Alibaba surges on massive demand in trading debut

Company now valued at $222 billion, making it more valuable than Coca-Cola

Founder and executive chairman of Alibaba Jack Ma attends the company’s initial price offering (IPO) at the New York Stock Exchange.

Founder and executive chairman of Alibaba Jack Ma attends the company’s initial price offering (IPO) at the New York Stock Exchange.


Alibaba ’s shares surged in their first day of trading on Friday as investors jumped at the chance to get in on what looks likely to be the largest initial public offering in history and profit from China’s growing middle class.

It was an auspicious debut for the company, founded by Jack Ma in his apartment in 1999, which now accounts for 80 per cent of online sales in China.

About a hundred people gathered outside the New York Stock Exchange at Wall and Broad Streets, many of them Chinese tourists with cameras, cheered when Mr Ma exited the building.

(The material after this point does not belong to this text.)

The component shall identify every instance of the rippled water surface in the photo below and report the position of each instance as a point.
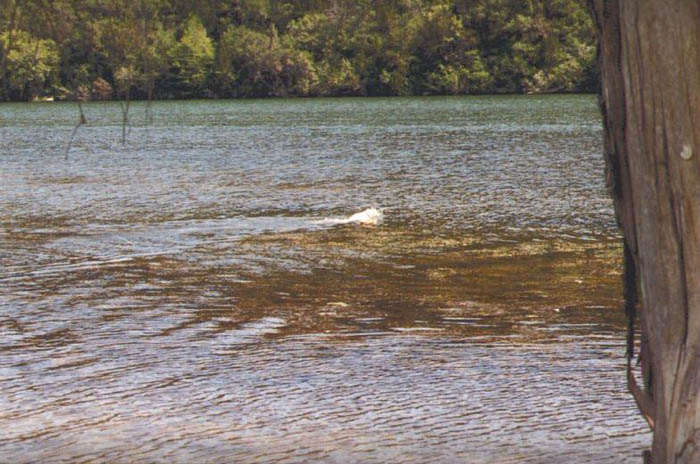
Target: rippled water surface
(182, 297)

The stock opened at $92.70 shortly before noon and quickly rose to a high of $99.70 in active trading. More than 100 million shares changed hands in composite trading in the first 10 minutes of trading. By lunchtime shares were up 33 per cent to $90.50.

“This is the most anticipated event I’ve ever seen in my 20-year career on the floor of the NYSE. I think today’s move is sustainable: The company is profitable, unlike some of its competitors, and it is a way for traders to tap into the Chinese growth story,” said Mark Otto, partner with J. Streicher & Co, who trades on the NYSE floor.

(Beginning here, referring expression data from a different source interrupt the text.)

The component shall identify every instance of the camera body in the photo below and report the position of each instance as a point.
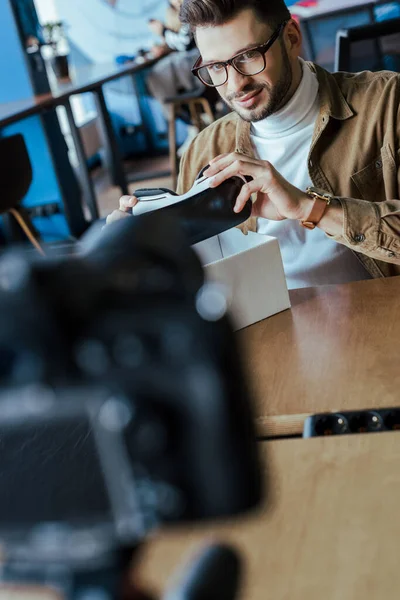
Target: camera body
(124, 402)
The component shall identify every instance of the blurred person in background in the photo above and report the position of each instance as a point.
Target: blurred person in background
(172, 75)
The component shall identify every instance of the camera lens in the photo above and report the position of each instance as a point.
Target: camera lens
(366, 421)
(334, 424)
(392, 420)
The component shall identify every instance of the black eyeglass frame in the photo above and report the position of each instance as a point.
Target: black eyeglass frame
(262, 49)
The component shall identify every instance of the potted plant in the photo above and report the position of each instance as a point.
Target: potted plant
(54, 35)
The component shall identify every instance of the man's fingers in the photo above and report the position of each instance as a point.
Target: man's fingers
(127, 202)
(246, 192)
(217, 158)
(116, 215)
(224, 160)
(238, 167)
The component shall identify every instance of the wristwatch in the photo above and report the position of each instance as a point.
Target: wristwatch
(322, 200)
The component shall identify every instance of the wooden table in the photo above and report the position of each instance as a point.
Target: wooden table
(337, 348)
(330, 530)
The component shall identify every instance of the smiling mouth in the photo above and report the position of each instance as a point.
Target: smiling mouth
(248, 99)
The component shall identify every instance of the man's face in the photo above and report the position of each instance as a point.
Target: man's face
(252, 97)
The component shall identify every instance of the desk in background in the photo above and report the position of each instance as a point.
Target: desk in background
(85, 79)
(330, 531)
(337, 348)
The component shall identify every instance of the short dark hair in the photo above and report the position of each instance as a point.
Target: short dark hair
(200, 13)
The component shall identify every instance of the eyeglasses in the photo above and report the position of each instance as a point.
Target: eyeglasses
(251, 62)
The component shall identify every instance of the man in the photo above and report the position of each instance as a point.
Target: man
(294, 126)
(172, 74)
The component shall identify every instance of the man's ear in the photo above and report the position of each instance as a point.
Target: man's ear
(293, 38)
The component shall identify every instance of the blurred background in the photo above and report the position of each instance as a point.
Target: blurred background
(75, 84)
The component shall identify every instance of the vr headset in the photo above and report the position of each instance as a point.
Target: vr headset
(203, 211)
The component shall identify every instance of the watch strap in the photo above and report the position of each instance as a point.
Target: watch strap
(320, 204)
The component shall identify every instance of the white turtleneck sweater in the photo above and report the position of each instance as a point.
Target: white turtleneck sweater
(309, 257)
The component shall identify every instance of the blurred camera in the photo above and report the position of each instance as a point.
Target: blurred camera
(124, 404)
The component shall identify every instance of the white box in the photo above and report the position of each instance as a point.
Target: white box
(250, 267)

The pricing of the IPO on Thursday initially raised $21.8 billion for the Chinese e-commerce company. Scott Cutler, head of the New York Stock Exchange’s global listing business, told CNBC that underwriters would exercise their option for an additional 48 million shares, to bring the IPO’s size to about $25 billion, making it the largest initial public offering in history.

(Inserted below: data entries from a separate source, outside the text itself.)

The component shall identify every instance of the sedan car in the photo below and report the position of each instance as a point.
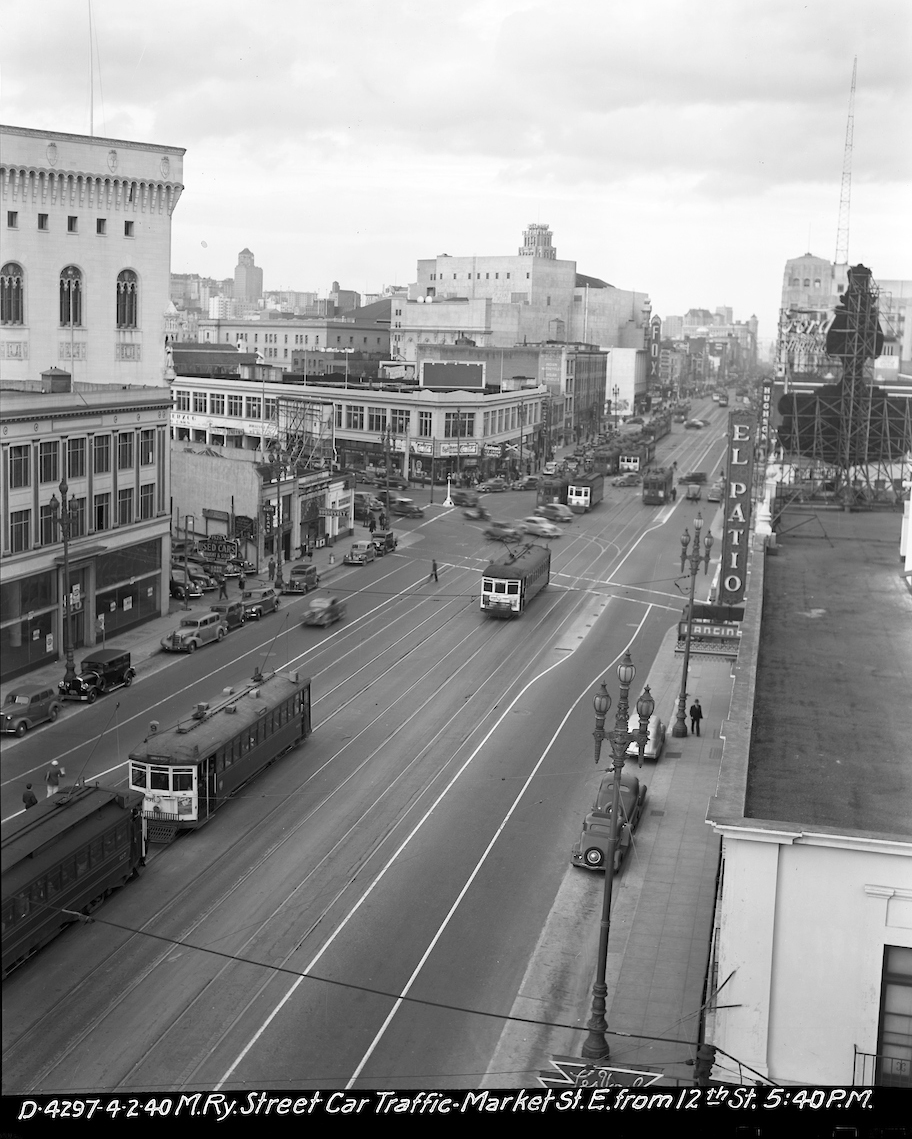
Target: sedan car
(540, 526)
(655, 740)
(591, 851)
(503, 531)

Alibaba is nearly unknown to most Americans but is ubiquitous in China, where it is responsible for 80 percent of online sales. The company earned $3.7 billion in the 12 months ended March 31st, 2014, up about $2 billion from the prior 12-month period.

The sale values the company at about $168 billion, more than American icons such as Walt Disney and Coca-Cola . Should the stock close at $90 on its first day, it would be worth about $222 billion, nearly the value of Procter & Gamble.

With the big first-day gain, investors hoping for more may be disappointed. At a price of about $90.50 a share, the stock is valued at 38 times its estimated earnings per share for its current fiscal year, which will end in March 2015.

That is roughly in line with Facebook’s valuation of 39 times forward earnings but nowhere near the lofty valuation of Amazon. com’s multiple of 264, according to Thomson Reuters Starmine data.

“The question is if it becomes dead money for the next six months,” said one fund manager. “Will it just trade at $93 and stay flat?”

Mr Ma, a former English teacher, boasts a personal fortune of more than $14 billion on paper, vaulting him into the ranks of such tech billionaires as Bill Gates and Jeff Bezos. The deal is also expected to make millionaires out of a substantial chunk of the company’s managers, software engineers and other staff.

The rise in the stock exceeds the average gain by new IPOs on US exchanges of late. In the second quarter, the average first-day gain was 9.2 per cent, according to Renaissance Capital IPO Intelligence. Underwriters usually aim for a gain of 10 per cent to 15 per cent on the first day.

Demand was intense among the retail investor crowd. J.J. Kinahan, chief market strategist at retail brokerage TD Ameritrade Holding, said the company received customer orders amounting to about 70 per cent of what it saw for Facebook, and about three times the customer orders it had for Twitter’s IPO.

With underwriters electing to sell more shares, the company’s initial public offering becomes the largest in history, surpassing Agricultural Bank of China $22.1 billion listing in 2010.

Alibaba Group’s orange banners were festooned around the exchange, with its logo on NYSE computer screens. Mr Ma watched several long-time customers ring the opening bell at 9.30am.

“I don’t want disappointed shareholders, I want to make sure they make money,” Mr Ma said of the pricing, on CNBC, adding that he worries most when customers are happy.

NYSE held extensive tests to ensure it would be able to handle heavy trading volume. A call on Friday with periodic updates on order matching and trading continued until about noon ET.

“We’ve had a lot of major IPOs, and when you have one it’s always the biggest until the next biggest one comes along,” said

Ted Weisberg, floor trader with Seaport Securities in New York, who has been a member of the NYSE for 45 years.

The deal allows cornerstone Alibaba investors such as Japan’s Softbank and Yahoo to profit from getting in on the ground floor at the company. Yahoo sold some $8 billion worth of shares in the offering, leaving it with a 16.3 per cent stake. Shares of Yahoo were hit on Friday, dropping 6 per cent.

Softbank is not selling for now and will be left with a 32 per cent stake, making it the largest single shareholder.